Predictive Financial Analysis with Ensemble Models
** To view ouput , ppt and conference paper go to Ouputes file **
Overview: This repository contains a comprehensive Python program for predictive financial analysis, focusing on stock price forecasting using a diverse set of machine learning models. The project employs time series analysis, deep learning, and ensemble techniques to enhance the accuracy of stock price predictions.
Table of Contents:
Introduction
Data Collection
Feature Engineering
Target Variable Setup
Exploratory Data Analysis
Scaling and Preprocessing
LSTM-based Autoencoder
XGBoost Regressor
LSTM Model
Ensemble Approach
Results and Evaluation
Conclusion
Introduction: The program utilizes various machine learning models, including LSTM-based autoencoders, XGBoost regressors, and Support Vector Machines (SVM), to predict future stock price movements. The ensemble approach combines these models to achieve a more robust and accurate forecasting mechanism.
Data Collection: Historical stock price data for the company 'META' is collected using the Yahoo Finance API. The data is stored in a CSV file for further analysis.
Feature Engineering: Technical indicators such as Relative Strength Index (RSI) and Exponential Moving Averages (EMAs) are computed and added to the dataset for better model performance.
Target Variable Setup: The target variable is defined as the difference between the adjusted closing price and the opening price of the stock. A binary classification ('TargetClass') is also created based on the direction of this difference.
Exploratory Data Analysis: Visualizations are provided to explore the distribution and trends of the target variable, offering insights into the dataset.
Scaling and Preprocessing: Data is scaled using Min-Max scaling, and the dataset is split using TimeSeriesSplit for training and testing purposes.
LSTM-based Autoencoder: A deep learning model with LSTM layers is implemented to capture temporal patterns in the data, enhancing feature representations.
XGBoost Regressor: An XGBoost regressor is trained using the encoded representations from the autoencoder, contributing to the predictive ensemble.

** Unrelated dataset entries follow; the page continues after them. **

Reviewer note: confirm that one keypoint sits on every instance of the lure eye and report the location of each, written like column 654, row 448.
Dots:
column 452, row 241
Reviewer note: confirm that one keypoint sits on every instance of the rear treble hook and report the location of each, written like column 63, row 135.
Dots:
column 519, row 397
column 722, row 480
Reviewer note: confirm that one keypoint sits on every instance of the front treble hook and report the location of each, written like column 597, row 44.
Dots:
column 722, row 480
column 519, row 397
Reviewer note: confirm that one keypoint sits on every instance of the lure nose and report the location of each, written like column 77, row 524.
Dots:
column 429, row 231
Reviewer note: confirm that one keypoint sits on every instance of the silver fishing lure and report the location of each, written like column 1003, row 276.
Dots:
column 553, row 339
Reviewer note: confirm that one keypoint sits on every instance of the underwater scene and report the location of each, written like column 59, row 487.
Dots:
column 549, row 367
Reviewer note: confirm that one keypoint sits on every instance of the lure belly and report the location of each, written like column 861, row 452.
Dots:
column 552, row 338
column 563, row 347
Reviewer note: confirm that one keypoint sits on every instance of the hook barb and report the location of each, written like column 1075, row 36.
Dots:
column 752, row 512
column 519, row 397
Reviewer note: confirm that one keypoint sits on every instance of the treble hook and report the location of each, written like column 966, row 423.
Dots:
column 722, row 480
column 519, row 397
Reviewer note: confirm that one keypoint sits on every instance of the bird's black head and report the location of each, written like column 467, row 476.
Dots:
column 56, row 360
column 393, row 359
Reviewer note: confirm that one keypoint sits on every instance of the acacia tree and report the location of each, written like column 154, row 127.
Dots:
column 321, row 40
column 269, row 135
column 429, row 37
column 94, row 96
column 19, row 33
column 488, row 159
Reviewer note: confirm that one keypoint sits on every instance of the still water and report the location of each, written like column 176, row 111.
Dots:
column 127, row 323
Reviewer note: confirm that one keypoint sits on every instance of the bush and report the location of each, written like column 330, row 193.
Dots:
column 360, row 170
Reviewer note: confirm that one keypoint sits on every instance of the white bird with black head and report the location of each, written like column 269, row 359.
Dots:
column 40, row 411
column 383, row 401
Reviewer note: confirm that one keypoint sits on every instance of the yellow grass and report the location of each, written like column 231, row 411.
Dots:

LSTM Model: A standalone LSTM model is created to further exploit temporal dependencies in the dataset.
Ensemble Approach: The final predictions are generated by combining the outputs of the XGBoost regressor, SVM regressor, and the LSTM model, providing a more robust forecast.
Results and Evaluation: Evaluation metrics such as Mean Absolute Error (MAE) and Root Mean Squared Error (RMSE) are employed to assess the accuracy of individual models and the ensemble approach.
Conclusion: The program showcases a holistic approach to stock price prediction, leveraging the strengths of various machine learning techniques. The ensemble model demonstrates improved accuracy, providing a valuable tool for financial analysts and investors.
Note: The provided code and analysis are for educational and experimental purposes. The predictive accuracy may vary based on data quality, market conditions, and other factors.